[St. Ives by Robert Louis Stevenson]@TWC D-Link book
St. Ives

CHAPTER XXII--CHARACTER AND ACQUIREMENTS OF MR
7/19

All day he would be looking from the chaise windows with ebullitions of gratified curiosity, that were sometimes justified and sometimes not, and that (taken altogether) it occasionally wearied me to be obliged to share.

I can look at horses, and I can look at trees too, although not fond of it.
But why should I look at a lame horse, or a tree that was like the letter Y?
What exhilaration could I feel in viewing a cottage that was the same colour as 'the second from the miller's' in some place where I had never been, and of which I had not previously heard?
I am ashamed to complain, but there were moments when my juvenile and confidential friend weighed heavy on my hands.

His cackle was indeed almost continuous, but it was never unamiable.

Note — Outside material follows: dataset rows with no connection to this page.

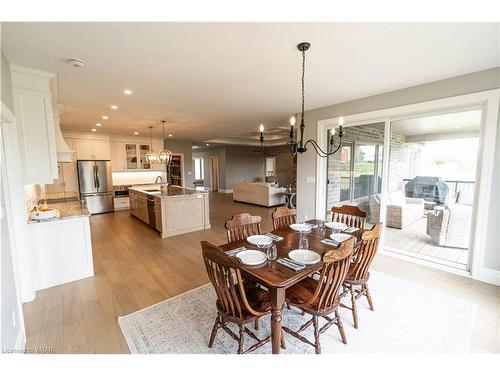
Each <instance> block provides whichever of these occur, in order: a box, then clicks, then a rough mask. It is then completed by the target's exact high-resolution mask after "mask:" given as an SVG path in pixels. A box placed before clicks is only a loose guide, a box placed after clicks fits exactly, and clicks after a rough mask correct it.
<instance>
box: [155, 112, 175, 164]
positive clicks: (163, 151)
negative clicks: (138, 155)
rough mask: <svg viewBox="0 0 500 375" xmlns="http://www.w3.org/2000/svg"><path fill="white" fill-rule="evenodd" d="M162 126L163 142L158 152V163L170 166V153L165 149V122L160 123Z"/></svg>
mask: <svg viewBox="0 0 500 375" xmlns="http://www.w3.org/2000/svg"><path fill="white" fill-rule="evenodd" d="M161 123H162V124H161V125H162V134H163V136H162V142H163V148H162V149H161V150H160V151H158V162H159V163H161V164H167V165H169V164H170V161H171V160H172V152H171V151H169V150H167V149H165V121H162V122H161Z"/></svg>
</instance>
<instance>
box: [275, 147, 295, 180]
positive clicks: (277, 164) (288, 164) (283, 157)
mask: <svg viewBox="0 0 500 375" xmlns="http://www.w3.org/2000/svg"><path fill="white" fill-rule="evenodd" d="M292 171H293V156H292V155H290V153H289V152H283V153H282V154H279V155H278V156H276V177H277V179H278V183H279V185H280V186H287V185H289V184H294V181H293V172H292Z"/></svg>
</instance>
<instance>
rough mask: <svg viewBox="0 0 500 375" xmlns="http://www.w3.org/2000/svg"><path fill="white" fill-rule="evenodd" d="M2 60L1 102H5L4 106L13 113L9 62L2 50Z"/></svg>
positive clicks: (1, 60) (3, 102) (1, 62)
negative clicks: (3, 53) (1, 84)
mask: <svg viewBox="0 0 500 375" xmlns="http://www.w3.org/2000/svg"><path fill="white" fill-rule="evenodd" d="M1 54H2V60H1V64H0V66H1V70H2V76H1V79H2V81H1V84H2V87H1V90H2V91H1V95H2V103H3V104H5V106H6V107H7V108H8V109H9V110H10V111H11V112H12V113H14V98H13V96H12V82H11V80H10V67H9V62H8V61H7V58H6V57H5V55H4V54H3V51H2V53H1Z"/></svg>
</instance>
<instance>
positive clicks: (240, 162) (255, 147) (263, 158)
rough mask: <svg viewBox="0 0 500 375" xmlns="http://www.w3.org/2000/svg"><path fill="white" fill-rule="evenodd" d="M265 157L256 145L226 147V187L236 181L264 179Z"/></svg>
mask: <svg viewBox="0 0 500 375" xmlns="http://www.w3.org/2000/svg"><path fill="white" fill-rule="evenodd" d="M265 174H266V166H265V157H264V155H263V154H262V153H261V152H260V149H259V148H258V147H248V146H227V147H226V189H232V188H233V185H234V183H235V182H238V181H249V182H253V181H264V177H265Z"/></svg>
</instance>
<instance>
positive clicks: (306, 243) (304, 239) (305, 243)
mask: <svg viewBox="0 0 500 375" xmlns="http://www.w3.org/2000/svg"><path fill="white" fill-rule="evenodd" d="M308 248H309V240H308V239H307V233H300V239H299V249H300V250H307V249H308Z"/></svg>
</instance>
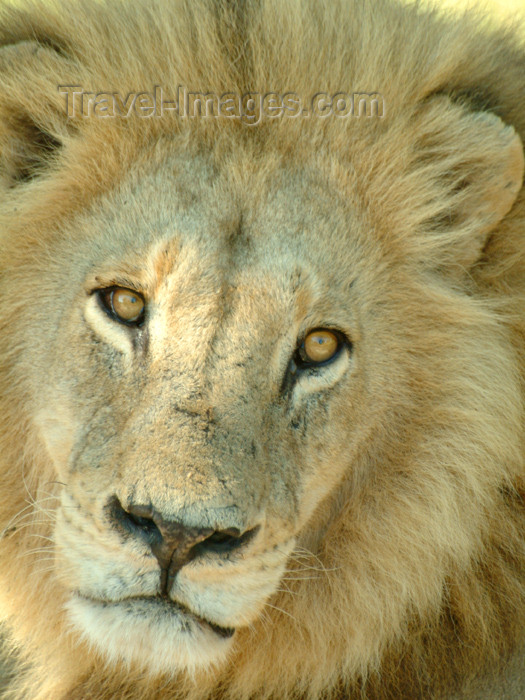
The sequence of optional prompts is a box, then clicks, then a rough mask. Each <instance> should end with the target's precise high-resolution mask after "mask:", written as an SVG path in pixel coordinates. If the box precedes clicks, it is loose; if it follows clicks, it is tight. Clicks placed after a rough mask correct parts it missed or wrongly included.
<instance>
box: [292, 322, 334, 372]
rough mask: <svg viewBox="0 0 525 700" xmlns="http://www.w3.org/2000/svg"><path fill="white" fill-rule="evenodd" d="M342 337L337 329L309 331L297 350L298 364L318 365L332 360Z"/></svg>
mask: <svg viewBox="0 0 525 700" xmlns="http://www.w3.org/2000/svg"><path fill="white" fill-rule="evenodd" d="M342 343H343V338H342V335H341V333H339V332H338V331H331V330H327V329H319V330H314V331H310V333H308V334H307V336H306V337H305V339H304V341H303V342H302V344H301V346H300V347H299V349H298V351H297V356H296V359H295V361H296V364H297V365H298V366H301V365H303V366H308V365H319V364H323V363H324V362H328V361H329V360H332V359H333V358H334V357H335V356H336V355H337V353H338V352H339V350H340V348H341V345H342Z"/></svg>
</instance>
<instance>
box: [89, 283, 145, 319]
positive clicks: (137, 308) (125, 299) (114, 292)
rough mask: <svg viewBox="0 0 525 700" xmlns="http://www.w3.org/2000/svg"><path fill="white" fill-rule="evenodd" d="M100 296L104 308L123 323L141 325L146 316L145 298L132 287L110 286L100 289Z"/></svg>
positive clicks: (99, 297) (109, 313) (99, 291)
mask: <svg viewBox="0 0 525 700" xmlns="http://www.w3.org/2000/svg"><path fill="white" fill-rule="evenodd" d="M98 296H99V299H100V302H101V304H102V306H103V307H104V310H105V311H107V312H108V313H109V314H110V316H112V317H113V318H114V319H115V320H117V321H120V322H121V323H126V324H129V325H133V326H136V325H139V324H140V323H141V322H142V320H143V318H144V308H145V303H144V298H143V297H142V296H141V295H140V294H139V293H138V292H134V291H133V290H132V289H124V288H123V287H110V288H108V289H100V290H99V291H98Z"/></svg>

He showed an amiable curiosity when he was asking questions; an amiable guilelessness when he was conferring information.
And both he did largely.

I am in a position to write the biographies of Mr.Rowley, Mr.Rowley's father and mother, his Aunt Eliza, and the miller's dog; and nothing but pity for the reader, and some misgivings as to the law of copyright, prevail on me to withhold them.
A general design to mould himself upon my example became early apparent, and I had not the heart to check it.